CouncilEurope

Protocol No. 14 to the Convention for the Protection of Human Rights and Fundamental Freedoms, amending the control system of the Convention

(CETS no. 194)
Agreement of Madrid (12.V.2009)

Open for signature by the member States of the Council of Europe signatories to the Convention, in Strasbourg on 13 May 2004.

Entry into force : 1 June 2010.

Summary of the treaty

For a more effective operation of the European Court of Human Rights, this Protocol makes the following main changes to the Convention (ETS no. 005) :

– Clearly inadmissible cases : inadmissibility decisions in these cases, which are now taken by a committee of three judges, will be taken by a single judge, assisted by non-judicial rapporteurs. The idea is to increase the Court's filtering capacity, i.e. its capacity to filter out the "hopeless" cases.

– Repetitive cases : where the case is one of a series deriving from the same structural defect at national level, the proposal is that it may be declared admissible and decided by a committee of three judges (instead of a seven-judge Chamber at present) under a simplified summary procedure.

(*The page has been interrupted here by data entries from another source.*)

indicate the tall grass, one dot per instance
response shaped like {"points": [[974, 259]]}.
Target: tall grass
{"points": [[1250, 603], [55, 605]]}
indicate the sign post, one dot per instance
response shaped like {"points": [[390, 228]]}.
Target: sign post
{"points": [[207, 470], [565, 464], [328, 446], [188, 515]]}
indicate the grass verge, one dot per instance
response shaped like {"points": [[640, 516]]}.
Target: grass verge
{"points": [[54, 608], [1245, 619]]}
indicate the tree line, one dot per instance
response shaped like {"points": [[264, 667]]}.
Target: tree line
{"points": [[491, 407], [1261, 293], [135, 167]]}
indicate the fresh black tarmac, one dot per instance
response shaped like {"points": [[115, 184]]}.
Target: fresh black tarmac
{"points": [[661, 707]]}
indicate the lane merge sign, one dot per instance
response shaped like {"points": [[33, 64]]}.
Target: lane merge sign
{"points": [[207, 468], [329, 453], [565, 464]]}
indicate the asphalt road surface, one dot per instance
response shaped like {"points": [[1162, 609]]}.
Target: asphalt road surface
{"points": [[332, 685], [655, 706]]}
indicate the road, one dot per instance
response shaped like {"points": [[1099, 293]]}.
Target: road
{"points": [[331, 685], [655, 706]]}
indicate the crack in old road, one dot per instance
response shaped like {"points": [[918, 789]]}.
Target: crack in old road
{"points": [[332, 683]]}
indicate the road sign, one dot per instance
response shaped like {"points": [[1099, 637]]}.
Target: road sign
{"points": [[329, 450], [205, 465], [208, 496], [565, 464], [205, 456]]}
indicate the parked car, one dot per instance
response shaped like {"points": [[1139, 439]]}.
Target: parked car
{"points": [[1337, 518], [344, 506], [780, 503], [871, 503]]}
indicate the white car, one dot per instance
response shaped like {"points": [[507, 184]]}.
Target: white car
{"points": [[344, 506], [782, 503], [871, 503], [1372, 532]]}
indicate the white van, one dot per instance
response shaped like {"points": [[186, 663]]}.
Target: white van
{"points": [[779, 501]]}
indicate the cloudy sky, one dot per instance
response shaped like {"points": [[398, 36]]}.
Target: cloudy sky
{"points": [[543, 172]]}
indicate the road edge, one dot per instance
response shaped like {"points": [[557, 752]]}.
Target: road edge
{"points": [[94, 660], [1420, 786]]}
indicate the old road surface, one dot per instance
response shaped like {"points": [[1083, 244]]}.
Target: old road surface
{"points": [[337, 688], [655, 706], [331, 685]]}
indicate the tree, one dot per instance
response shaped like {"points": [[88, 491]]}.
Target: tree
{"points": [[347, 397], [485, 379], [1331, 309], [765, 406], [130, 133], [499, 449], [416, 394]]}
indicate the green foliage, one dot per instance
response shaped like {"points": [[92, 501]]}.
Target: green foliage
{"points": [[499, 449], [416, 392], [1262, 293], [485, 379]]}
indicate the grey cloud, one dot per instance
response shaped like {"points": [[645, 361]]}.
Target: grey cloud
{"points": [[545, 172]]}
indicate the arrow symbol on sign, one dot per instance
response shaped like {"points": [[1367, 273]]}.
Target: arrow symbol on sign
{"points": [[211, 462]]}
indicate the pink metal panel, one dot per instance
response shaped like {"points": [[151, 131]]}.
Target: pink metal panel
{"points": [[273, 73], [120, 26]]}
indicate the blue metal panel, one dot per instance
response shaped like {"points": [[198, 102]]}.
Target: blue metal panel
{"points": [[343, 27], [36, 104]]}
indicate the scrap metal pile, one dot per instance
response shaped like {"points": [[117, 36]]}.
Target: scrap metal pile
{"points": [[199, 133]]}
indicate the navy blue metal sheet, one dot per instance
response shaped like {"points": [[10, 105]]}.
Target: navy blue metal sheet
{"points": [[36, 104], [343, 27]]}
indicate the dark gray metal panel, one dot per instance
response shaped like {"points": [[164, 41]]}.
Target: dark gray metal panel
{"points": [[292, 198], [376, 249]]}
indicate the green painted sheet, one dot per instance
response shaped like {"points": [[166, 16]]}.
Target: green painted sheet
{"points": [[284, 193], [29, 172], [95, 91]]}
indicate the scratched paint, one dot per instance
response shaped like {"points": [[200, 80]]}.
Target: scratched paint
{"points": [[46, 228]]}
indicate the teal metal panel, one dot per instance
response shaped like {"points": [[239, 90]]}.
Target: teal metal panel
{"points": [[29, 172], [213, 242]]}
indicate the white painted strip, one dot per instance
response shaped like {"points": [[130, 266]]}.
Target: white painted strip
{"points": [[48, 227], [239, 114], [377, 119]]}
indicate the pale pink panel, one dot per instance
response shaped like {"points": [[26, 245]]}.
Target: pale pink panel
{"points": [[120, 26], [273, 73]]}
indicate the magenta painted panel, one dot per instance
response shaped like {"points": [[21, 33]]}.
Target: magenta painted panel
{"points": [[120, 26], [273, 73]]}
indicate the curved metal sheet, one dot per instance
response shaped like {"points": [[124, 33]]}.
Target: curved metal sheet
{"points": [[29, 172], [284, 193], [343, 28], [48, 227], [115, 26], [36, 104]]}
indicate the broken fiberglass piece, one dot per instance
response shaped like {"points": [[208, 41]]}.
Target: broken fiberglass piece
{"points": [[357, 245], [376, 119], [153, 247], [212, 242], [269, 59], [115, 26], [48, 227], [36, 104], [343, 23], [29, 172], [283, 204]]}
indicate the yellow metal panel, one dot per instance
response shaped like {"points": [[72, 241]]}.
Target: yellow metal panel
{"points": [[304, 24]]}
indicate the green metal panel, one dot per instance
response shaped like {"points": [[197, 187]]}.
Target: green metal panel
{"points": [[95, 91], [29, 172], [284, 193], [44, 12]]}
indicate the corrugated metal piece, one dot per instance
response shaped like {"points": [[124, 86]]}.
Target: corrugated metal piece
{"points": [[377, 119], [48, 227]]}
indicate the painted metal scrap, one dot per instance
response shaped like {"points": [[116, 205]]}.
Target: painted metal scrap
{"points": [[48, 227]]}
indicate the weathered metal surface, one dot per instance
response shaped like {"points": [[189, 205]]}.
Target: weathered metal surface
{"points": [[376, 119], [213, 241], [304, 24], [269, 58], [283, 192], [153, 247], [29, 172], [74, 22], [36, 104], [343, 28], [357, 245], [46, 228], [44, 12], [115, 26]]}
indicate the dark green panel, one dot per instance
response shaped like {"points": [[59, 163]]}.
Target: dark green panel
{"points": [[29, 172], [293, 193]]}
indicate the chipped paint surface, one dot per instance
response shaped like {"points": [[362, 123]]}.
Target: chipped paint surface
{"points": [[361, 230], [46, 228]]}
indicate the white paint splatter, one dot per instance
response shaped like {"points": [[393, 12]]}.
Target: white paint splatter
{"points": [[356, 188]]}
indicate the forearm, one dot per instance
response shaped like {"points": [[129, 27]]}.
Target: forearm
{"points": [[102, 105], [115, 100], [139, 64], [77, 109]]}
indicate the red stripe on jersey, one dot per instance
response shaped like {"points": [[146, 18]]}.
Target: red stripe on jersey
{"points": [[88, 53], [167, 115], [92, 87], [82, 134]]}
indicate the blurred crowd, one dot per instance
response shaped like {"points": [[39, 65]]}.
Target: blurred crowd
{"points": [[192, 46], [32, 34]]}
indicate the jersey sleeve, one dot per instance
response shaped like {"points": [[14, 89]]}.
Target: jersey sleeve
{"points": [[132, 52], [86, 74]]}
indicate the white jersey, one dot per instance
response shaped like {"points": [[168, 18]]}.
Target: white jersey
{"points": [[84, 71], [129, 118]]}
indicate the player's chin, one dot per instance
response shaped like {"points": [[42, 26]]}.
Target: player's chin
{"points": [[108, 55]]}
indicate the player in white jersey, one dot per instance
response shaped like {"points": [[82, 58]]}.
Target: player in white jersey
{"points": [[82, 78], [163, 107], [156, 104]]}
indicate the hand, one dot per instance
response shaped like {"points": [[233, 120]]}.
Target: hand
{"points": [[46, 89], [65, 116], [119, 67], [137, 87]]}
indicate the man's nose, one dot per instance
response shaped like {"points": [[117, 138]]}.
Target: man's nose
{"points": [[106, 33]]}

– New admissibility criterion : with a view to allowing the Court a greater degree of flexibility, a new admissibility condition is foreseen (in addition to existing conditions such as exhaustion of domestic remedies, six-month time-limit). Under this condition the Court could declare inadmissible applications where the applicant has not suffered a significant disadvantage provided that "respect for human rights" does not require the Court to go fully into the case and examine its merits. However, in order to ensure that applicants even with minor complaints are not left without any judicial remedy, the Court will not be able to reject a case on this ground if there is no such remedy in the country concerned.

Under the Protocol the Committee of Ministers will be empowered, if it decides by a two-thirds majority to do so, to bring proceedings before the Court where a State refuses to comply with a judgment. The Committee of Ministers will also have a new power to ask the Court for an interpretation of a judgment. This is to assist the Committee of Ministers in its task of supervising the execution of judgments and particularly in determining what measures may be necessary to comply with a judgment.

Other measures in the Protocol include changing the judges' term of office from the present six year renewable term to a single, nine year term and a provision in view of possible accession by the European Union to the Convention.